There is an awful lot of lying going on these days, and, sadly, much of it is done by the news media. There is a politically liberal news website called SLATE. They have become quite adept at promoting their liberal agenda and calling it normal and right, while demonizing those who disagree with them politically.

Recently they published an article by Mark Joseph Stern entitled The Supreme Court Just Forced Maine to Fund Religious Education. It Won’t Stop There (https://slate.com/news-and-politics/2022/06/carson-makin-supreme-court-maine-religious-education.html). Stern, a lawyer by training, is a senior writer covering courts and the law for Slate Magazine, and is based in Washington, DC.

Stern’s article is about a recent Supreme Court decision which ruled that the state of Maine cannot discriminate against religious schools when handing out state funds for private school education. Maine has a provision for providing funding for students who wish to attend a private school, but restricted support by excluding religious schools from participating. It is Stern’s assertion that this riling violates the separation of church and state, and that the court ruled wrongly. Well, there are actually a couple of problems with Sterns reasoning.

The first problem is that he does not recognize the religious nature of the “secular education” that he believes is somehow a neutral belief. He argues that the state’s constitution stipulated that for a student to qualify to receive state funds for private education, the school’s curricula must align with secular state standards. But, “secular” standards are not neutral, they are religious. And the values that emerge from those standards promote a particular value system that is also not neutral.
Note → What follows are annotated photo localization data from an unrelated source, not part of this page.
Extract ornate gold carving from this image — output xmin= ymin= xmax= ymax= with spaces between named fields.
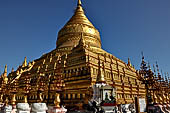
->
xmin=54 ymin=93 xmax=60 ymax=108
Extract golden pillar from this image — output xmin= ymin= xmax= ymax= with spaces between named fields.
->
xmin=38 ymin=92 xmax=43 ymax=103
xmin=24 ymin=95 xmax=28 ymax=103
xmin=37 ymin=89 xmax=43 ymax=103
xmin=11 ymin=94 xmax=16 ymax=109
xmin=11 ymin=94 xmax=16 ymax=105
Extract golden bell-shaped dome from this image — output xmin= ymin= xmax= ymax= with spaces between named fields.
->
xmin=56 ymin=0 xmax=101 ymax=50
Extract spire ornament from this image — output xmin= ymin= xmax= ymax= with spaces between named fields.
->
xmin=153 ymin=64 xmax=156 ymax=74
xmin=140 ymin=52 xmax=148 ymax=78
xmin=12 ymin=68 xmax=14 ymax=72
xmin=22 ymin=57 xmax=27 ymax=67
xmin=127 ymin=58 xmax=132 ymax=67
xmin=148 ymin=62 xmax=151 ymax=70
xmin=77 ymin=0 xmax=82 ymax=6
xmin=79 ymin=33 xmax=86 ymax=47
xmin=156 ymin=62 xmax=161 ymax=80
xmin=153 ymin=64 xmax=157 ymax=79
xmin=4 ymin=64 xmax=7 ymax=74
xmin=156 ymin=62 xmax=159 ymax=72
xmin=96 ymin=55 xmax=106 ymax=87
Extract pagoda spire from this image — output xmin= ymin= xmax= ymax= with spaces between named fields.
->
xmin=127 ymin=58 xmax=132 ymax=67
xmin=3 ymin=64 xmax=7 ymax=77
xmin=22 ymin=57 xmax=27 ymax=67
xmin=2 ymin=65 xmax=8 ymax=83
xmin=156 ymin=61 xmax=160 ymax=75
xmin=164 ymin=72 xmax=168 ymax=84
xmin=153 ymin=64 xmax=156 ymax=74
xmin=77 ymin=0 xmax=82 ymax=6
xmin=148 ymin=62 xmax=151 ymax=70
xmin=142 ymin=51 xmax=144 ymax=62
xmin=12 ymin=68 xmax=14 ymax=72
xmin=96 ymin=55 xmax=106 ymax=84
xmin=75 ymin=0 xmax=84 ymax=13
xmin=153 ymin=64 xmax=157 ymax=79
xmin=161 ymin=69 xmax=164 ymax=81
xmin=140 ymin=52 xmax=147 ymax=71
xmin=56 ymin=0 xmax=102 ymax=49
xmin=167 ymin=72 xmax=170 ymax=83
xmin=4 ymin=64 xmax=7 ymax=74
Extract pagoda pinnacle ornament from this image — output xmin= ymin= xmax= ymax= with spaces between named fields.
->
xmin=56 ymin=0 xmax=101 ymax=50
xmin=22 ymin=57 xmax=27 ymax=67
xmin=4 ymin=64 xmax=7 ymax=74
xmin=2 ymin=64 xmax=7 ymax=76
xmin=78 ymin=0 xmax=82 ymax=6
xmin=79 ymin=33 xmax=86 ymax=47
xmin=12 ymin=68 xmax=14 ymax=72
xmin=3 ymin=65 xmax=8 ymax=83
xmin=96 ymin=55 xmax=106 ymax=86
xmin=127 ymin=58 xmax=132 ymax=67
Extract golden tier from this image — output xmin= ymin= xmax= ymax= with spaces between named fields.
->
xmin=56 ymin=0 xmax=101 ymax=50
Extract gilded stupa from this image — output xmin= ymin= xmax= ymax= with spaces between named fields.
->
xmin=0 ymin=0 xmax=150 ymax=108
xmin=57 ymin=0 xmax=101 ymax=51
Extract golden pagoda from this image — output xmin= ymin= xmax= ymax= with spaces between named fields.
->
xmin=0 ymin=0 xmax=149 ymax=108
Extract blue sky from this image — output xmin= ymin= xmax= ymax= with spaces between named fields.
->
xmin=0 ymin=0 xmax=170 ymax=76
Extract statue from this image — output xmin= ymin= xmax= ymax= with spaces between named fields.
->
xmin=105 ymin=92 xmax=109 ymax=100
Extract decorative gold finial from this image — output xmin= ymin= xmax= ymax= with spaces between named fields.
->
xmin=79 ymin=33 xmax=86 ymax=47
xmin=28 ymin=62 xmax=32 ymax=67
xmin=22 ymin=57 xmax=27 ymax=67
xmin=156 ymin=61 xmax=160 ymax=74
xmin=127 ymin=58 xmax=132 ymax=67
xmin=11 ymin=94 xmax=16 ymax=105
xmin=4 ymin=64 xmax=7 ymax=73
xmin=54 ymin=93 xmax=61 ymax=108
xmin=24 ymin=95 xmax=28 ymax=103
xmin=12 ymin=68 xmax=14 ymax=72
xmin=77 ymin=0 xmax=82 ymax=6
xmin=148 ymin=62 xmax=151 ymax=70
xmin=141 ymin=51 xmax=144 ymax=60
xmin=3 ymin=64 xmax=7 ymax=77
xmin=96 ymin=55 xmax=105 ymax=84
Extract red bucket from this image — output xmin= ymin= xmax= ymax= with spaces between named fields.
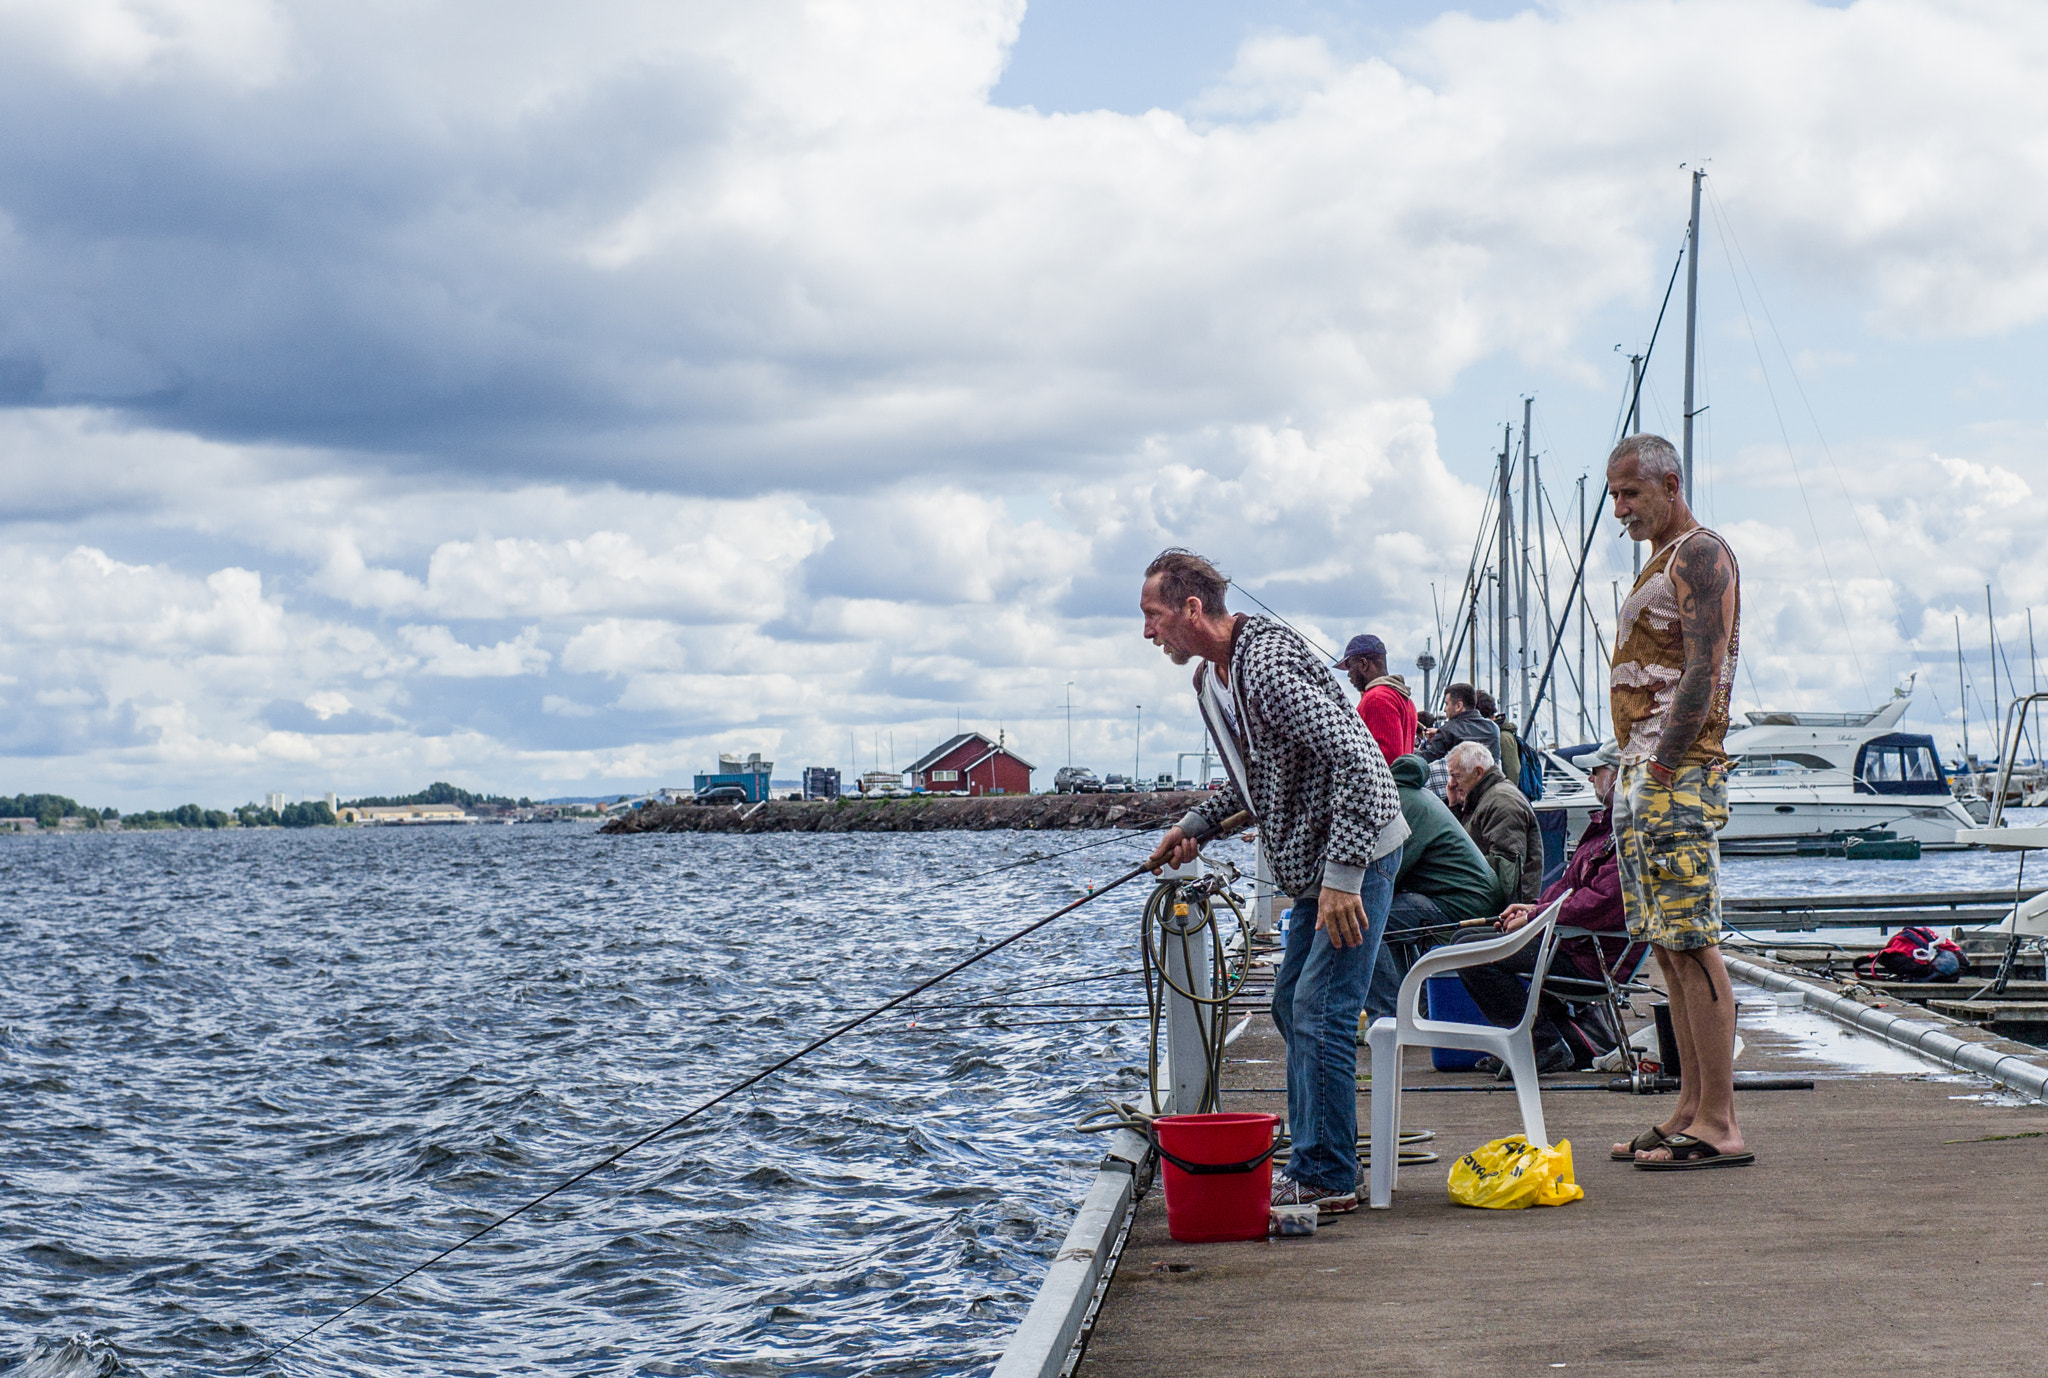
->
xmin=1152 ymin=1112 xmax=1280 ymax=1243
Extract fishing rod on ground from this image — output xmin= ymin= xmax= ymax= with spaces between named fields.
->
xmin=250 ymin=812 xmax=1249 ymax=1367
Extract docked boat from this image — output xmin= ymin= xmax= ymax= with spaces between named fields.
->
xmin=1537 ymin=698 xmax=1981 ymax=851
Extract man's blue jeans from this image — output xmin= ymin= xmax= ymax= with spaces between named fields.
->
xmin=1270 ymin=849 xmax=1401 ymax=1194
xmin=1366 ymin=890 xmax=1451 ymax=1023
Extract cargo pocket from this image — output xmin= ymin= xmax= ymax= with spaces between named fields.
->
xmin=1645 ymin=828 xmax=1712 ymax=886
xmin=1639 ymin=778 xmax=1713 ymax=886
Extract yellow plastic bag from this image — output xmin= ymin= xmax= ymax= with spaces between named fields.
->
xmin=1447 ymin=1135 xmax=1584 ymax=1209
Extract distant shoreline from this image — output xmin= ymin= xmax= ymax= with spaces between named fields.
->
xmin=601 ymin=791 xmax=1209 ymax=835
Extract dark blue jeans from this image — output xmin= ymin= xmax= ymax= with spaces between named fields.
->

In order for something to be religiously neutral, it would have to be based on empirically demonstrable facts. His version of “secular” does not meet that standard. People like him complain that Christian schools teach non provable things like belief in God and creationism, and on the values side, discriminate against people who want to live a lifestyle that goes against biblical teachings. At the same time, the secularists’ beliefs about origins, and their belief that God does not exist, are also not empirically provable, and they discriminate against people who hold biblical beliefs. These “secular” beliefs are, ultimately, religious in nature.

The second problem with Stern’s argument is that he doesn’t understand the concept of separation of church and state. For one thing, there is no such thing in the Constitution. What the Constitution prevents is the establishment of a state church by the government. On the other side of the equation, there is absolutely nothing that prevents private citizens from expressing their religious beliefs in the public square.

When Stern made his argument about why the Supreme Court decision was wrong, I don’t think he was trying to pull a fast one. I feel rather certain he was not being malicious, only uninformed about the true nature of his argument. It is a very common problem for people who believe in a naturalistic worldview.

That said, by arguing that “secular” is somehow not religious, and that separation of church and state exists the way he presents it, he twists the truth in a way that makes for a false narrative. While the arguments that Stern, and other secularists, present are essentially political, the underlying beliefs that the arguments are based upon represent a false religious faith. Christians need to be able to recognize the underlying beliefs, and learn to discuss these with those who hold them, in order to effectively share the truth of the gospel with them.